Made me really not mind having a little swap space setup just in case.

replies(1): >>45062620 #
30. marginalia_nu ◴[] No.45062620{6}[source]
OOMKiller, as far as I understand it, will just pick a random page, figure out who owns it, and then kill that process, repeating until enough memory is available. This will bias toward processes with larger memory allocations, but may kill any process.
replies(1): >>45062752 #
31. menaerus ◴[] No.45062752{7}[source]
> If it ever becomes necessary for the OOM Killer to kill processes, the decision of which processes to kill will be made based on something called the OOM score. Each process has an OOM score associated with it.

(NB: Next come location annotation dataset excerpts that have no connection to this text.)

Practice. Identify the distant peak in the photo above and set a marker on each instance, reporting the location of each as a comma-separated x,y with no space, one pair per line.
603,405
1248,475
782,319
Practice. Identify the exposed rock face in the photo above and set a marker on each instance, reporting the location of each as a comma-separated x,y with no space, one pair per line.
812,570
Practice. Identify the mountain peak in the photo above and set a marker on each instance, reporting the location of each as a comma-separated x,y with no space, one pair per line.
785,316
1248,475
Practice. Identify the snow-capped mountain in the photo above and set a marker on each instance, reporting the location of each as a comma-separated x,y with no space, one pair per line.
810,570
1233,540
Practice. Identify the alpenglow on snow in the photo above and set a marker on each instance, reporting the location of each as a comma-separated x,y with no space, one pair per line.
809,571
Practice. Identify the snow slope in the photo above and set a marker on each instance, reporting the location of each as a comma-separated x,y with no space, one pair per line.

> Every running process in Linux has an OOM score. The operating system calculates the OOM score for a process, based on several criteria - the criteria are mainly influenced by the amount of memory the process is using. Typically, the OOM score varies between -1000 and 1000. When the OOM Killer needs to kill a process, again, due to the system running low on memory, the process with the highest OOM score will be killed first!

https://learn.redhat.com/t5/Platform-Linux/Out-of-Memory-Kil...

32. styanax ◴[] No.45062856{4}[source]
Trivia: CIS Guidelines (security tasks applied to a server to pass an enhanced security audit to be compliant with a standard, in a soundbite) has an item requiring /var/tmp to be a bind mount to /tmp (as well as setting specific security options on /tmp). A server attempting to pass CIS audits (very common in my work-related experience w/Enterprises) may well not have a unique /var/tmp.
33. throw0101c ◴[] No.45062908{5}[source]
> […] but Linux VM maintainers have consistently stated that they've designed and tuned the VM subsystem with swap in mind.

There is a citation for this that can be shown to skeptics?

34. guappa ◴[] No.45062912{5}[source]
But that was written after the change was made :D
35. throw0101c ◴[] No.45062943{4}[source]
> I thought /var/tmp is for applications while /tmp is for the user.

/tmp is for stuff that is 'absolutely' temporary, in that on many/most systems it is nuked between reboots. /var/tmp is 'relatively' temporary in that applications can put stuff there that they're working on, but if there is a crash, the contents are not deleted and can be recovered across reboots.

36. throw0101c ◴[] No.45062962{4}[source]
> Disabling swap on servers is de-facto standard for serious deployments.

I guess I have not been deploying seriously over the last couple of decades because the (hardware) systems that I deploy all had some swap, even if it was only a file.

replies(1): >>45063271 #
37. k_bx ◴[] No.45063271{5}[source]
What's your swappiness ?
38. justsomehnguy ◴[] No.45064246{5}[source]
> I haven't personally seen the OOM killer kill unproductively

Ah, the classical linux fan adage: "never happened to me means never happens ever to anyone".

My favourite things to see with OOM:

killing mysql on the machine which hosts only mysql and is THE production;

and the best one - killing sshd. Of course I can report on that only after seeing it on the tty0 through the BMC/IPMI console or KVM console of a VM.

39. worthless-trash ◴[] No.45080968{6}[source]
Ive spent the last day thinking about that, I really can't see any big negative side effects, the only issue that I'd have is being notified of OOM conditions, and that would just be a syslog regex match. Great plan.